CERMIN: Filosofi Cinta, Persahabatan, dan Menjadi Manusia
Kamis, 08 September 2022 - 15:00 WIB
JAKARTA - Tahun 2006. Di tengah kesibukan mengejar mimpi dan berhadapan dengan realitas, Dee Lestari memperkenalkan saya dengan Ben dan Jody.
Ben dan Jody pertama kali diperkenalkan ke publik melalui kumpulan cerpen Filosofi Kopi yang terbit pada 2006. Setelah novel Supernova yang superlaris, Dee Lestari menjadi perhatian pencinta buku. Sekali lagi Dee membuat banyak orang jatuh cinta dengan kopi, juga dengan Ben dan Jody.

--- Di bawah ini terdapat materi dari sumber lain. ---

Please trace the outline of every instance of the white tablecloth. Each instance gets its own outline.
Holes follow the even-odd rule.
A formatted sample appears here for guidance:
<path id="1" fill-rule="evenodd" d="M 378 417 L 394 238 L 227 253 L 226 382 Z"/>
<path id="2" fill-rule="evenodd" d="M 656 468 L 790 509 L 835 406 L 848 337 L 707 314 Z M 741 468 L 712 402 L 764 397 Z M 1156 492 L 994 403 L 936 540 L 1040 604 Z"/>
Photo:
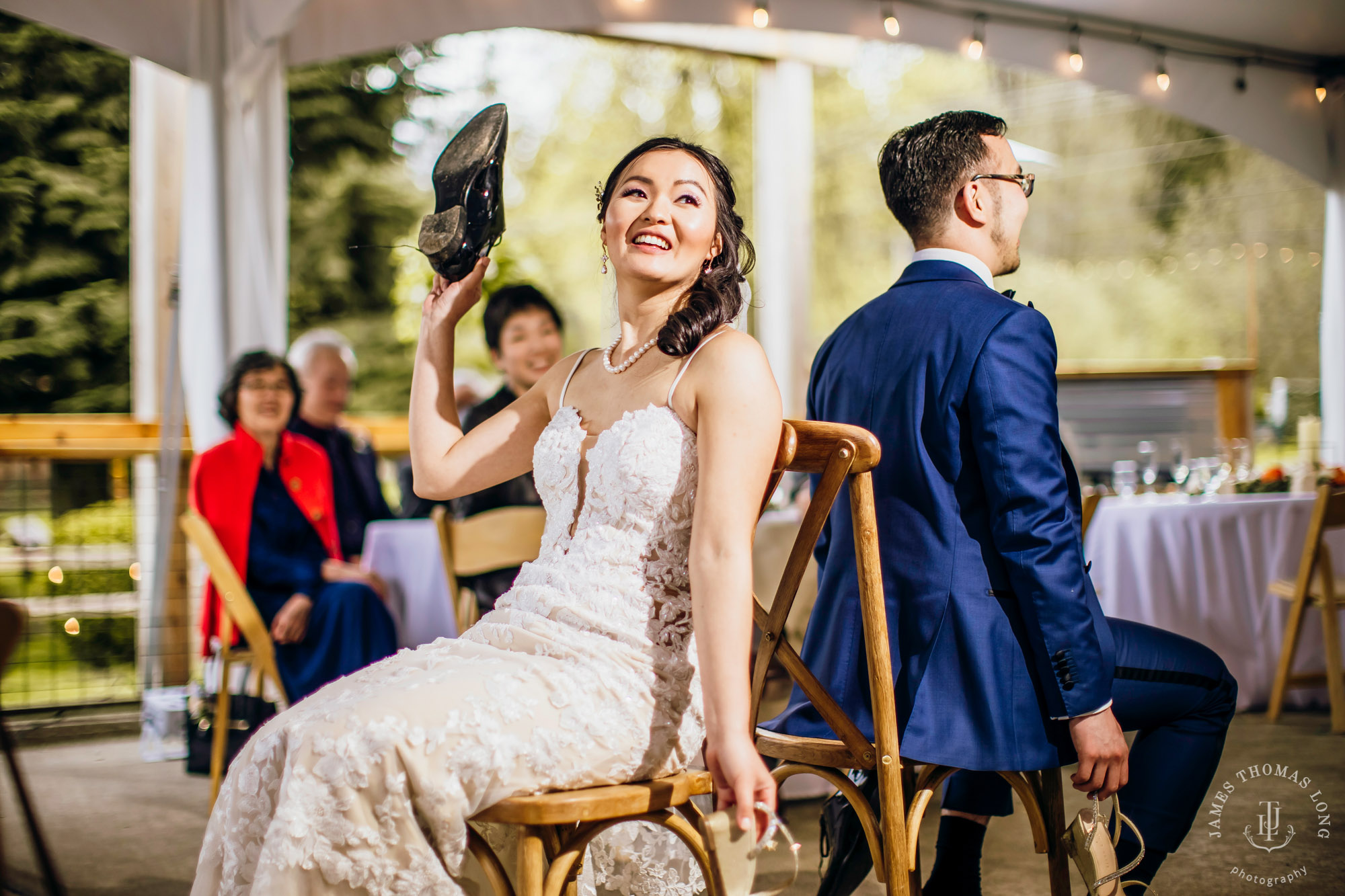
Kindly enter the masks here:
<path id="1" fill-rule="evenodd" d="M 418 647 L 456 638 L 453 601 L 444 577 L 438 533 L 430 519 L 381 519 L 364 529 L 364 569 L 387 580 L 397 646 Z"/>
<path id="2" fill-rule="evenodd" d="M 1264 706 L 1289 616 L 1267 585 L 1297 576 L 1313 498 L 1104 498 L 1084 545 L 1103 611 L 1210 647 L 1237 679 L 1237 708 Z M 1345 533 L 1328 535 L 1345 557 L 1334 535 Z M 1309 612 L 1295 669 L 1322 667 L 1321 616 Z M 1286 704 L 1325 700 L 1325 689 L 1291 690 Z"/>

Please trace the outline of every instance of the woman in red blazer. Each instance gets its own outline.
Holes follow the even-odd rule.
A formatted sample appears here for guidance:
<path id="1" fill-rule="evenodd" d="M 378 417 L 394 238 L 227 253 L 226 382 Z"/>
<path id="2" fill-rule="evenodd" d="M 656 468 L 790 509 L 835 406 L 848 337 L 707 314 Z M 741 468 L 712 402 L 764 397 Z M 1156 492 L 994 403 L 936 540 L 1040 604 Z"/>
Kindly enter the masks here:
<path id="1" fill-rule="evenodd" d="M 393 619 L 382 583 L 340 560 L 331 465 L 286 432 L 299 381 L 284 359 L 250 351 L 219 391 L 234 433 L 196 455 L 191 505 L 215 530 L 276 642 L 291 701 L 393 654 Z M 219 595 L 206 583 L 202 650 L 219 636 Z"/>

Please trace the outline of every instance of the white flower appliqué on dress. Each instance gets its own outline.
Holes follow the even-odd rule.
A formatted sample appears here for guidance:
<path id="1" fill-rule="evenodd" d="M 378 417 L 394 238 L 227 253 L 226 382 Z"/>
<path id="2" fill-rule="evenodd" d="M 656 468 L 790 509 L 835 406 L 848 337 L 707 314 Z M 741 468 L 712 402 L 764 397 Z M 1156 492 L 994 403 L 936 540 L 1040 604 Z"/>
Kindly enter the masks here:
<path id="1" fill-rule="evenodd" d="M 589 449 L 581 502 L 585 436 L 570 406 L 542 431 L 542 550 L 495 609 L 461 638 L 332 682 L 249 741 L 194 895 L 457 896 L 467 819 L 482 809 L 667 775 L 698 756 L 695 433 L 667 406 L 628 412 Z M 662 833 L 627 825 L 596 841 L 597 888 L 701 889 Z"/>

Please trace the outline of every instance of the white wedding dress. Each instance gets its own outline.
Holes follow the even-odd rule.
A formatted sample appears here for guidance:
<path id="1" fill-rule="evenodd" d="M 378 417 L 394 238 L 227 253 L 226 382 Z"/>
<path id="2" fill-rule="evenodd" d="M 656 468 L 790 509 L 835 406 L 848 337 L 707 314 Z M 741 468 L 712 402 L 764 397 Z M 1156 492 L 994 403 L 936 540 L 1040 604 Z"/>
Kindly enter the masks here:
<path id="1" fill-rule="evenodd" d="M 404 650 L 264 725 L 219 792 L 194 896 L 457 896 L 482 809 L 698 757 L 695 433 L 671 406 L 627 412 L 588 451 L 581 502 L 586 433 L 568 386 L 533 452 L 538 558 L 460 638 Z M 593 884 L 695 893 L 699 873 L 671 841 L 654 826 L 609 830 L 586 862 Z"/>

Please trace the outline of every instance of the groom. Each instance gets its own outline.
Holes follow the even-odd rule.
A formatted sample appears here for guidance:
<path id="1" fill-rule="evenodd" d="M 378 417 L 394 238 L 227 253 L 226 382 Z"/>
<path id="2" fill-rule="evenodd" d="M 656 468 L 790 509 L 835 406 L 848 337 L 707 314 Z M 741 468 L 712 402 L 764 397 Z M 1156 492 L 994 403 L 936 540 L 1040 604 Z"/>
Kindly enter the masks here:
<path id="1" fill-rule="evenodd" d="M 981 892 L 985 826 L 1013 811 L 993 772 L 1073 761 L 1075 788 L 1120 791 L 1147 845 L 1127 879 L 1147 883 L 1204 800 L 1237 693 L 1209 648 L 1098 604 L 1050 324 L 991 280 L 1018 269 L 1033 186 L 1003 135 L 1001 118 L 948 112 L 882 148 L 884 196 L 917 252 L 823 343 L 808 387 L 810 418 L 882 443 L 873 487 L 901 753 L 968 770 L 944 791 L 929 896 Z M 803 659 L 872 733 L 854 533 L 849 502 L 835 506 Z M 798 689 L 768 726 L 834 736 Z M 1123 731 L 1138 732 L 1132 748 Z M 1123 837 L 1124 864 L 1139 848 Z"/>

Persahabatan dua orang laki-laki yang sangat berbeda satu sama lain menjadi daya tarik bagi banyak pembaca seperti saya. Perlahan saya mengidentifikasi diri, apakah saya sesungguhnya Ben atau Jody. Kedua karakter ini punya daya tariknya masing-masing, juga kelemahan masing-masing yang membuat mereka menjadi manusia biasa. Seperti kita.
Berselang sembilan tahun, akhirnya kita melihat wujud Ben dan Jody di layar lebar pada 2015. Chicco Jerikho menjadi Ben yang jago membuat kopi, punya karakter meledak-ledak dan susah betul diatur. Sementara Rio Dewanto menjadi Jody yang mengurusi manajemen, kalem dan sering menahan diri dan perasaannya demi Ben.
Foto: Netflix
Siapa coba yang tak senang melihat dua karakter sedemikian dan terasa dekat betul dengan kita akhirnya bisa kita lihat wujudnya? Angga Dwimas Sasongko menjadikan Chicco dan Rio seperti kita dalam keseharian yang tak selamanya ganteng cemerlang, tak selamanya baik ke semua orang, dan tak selamanya mendapatkan apa yang diinginkan.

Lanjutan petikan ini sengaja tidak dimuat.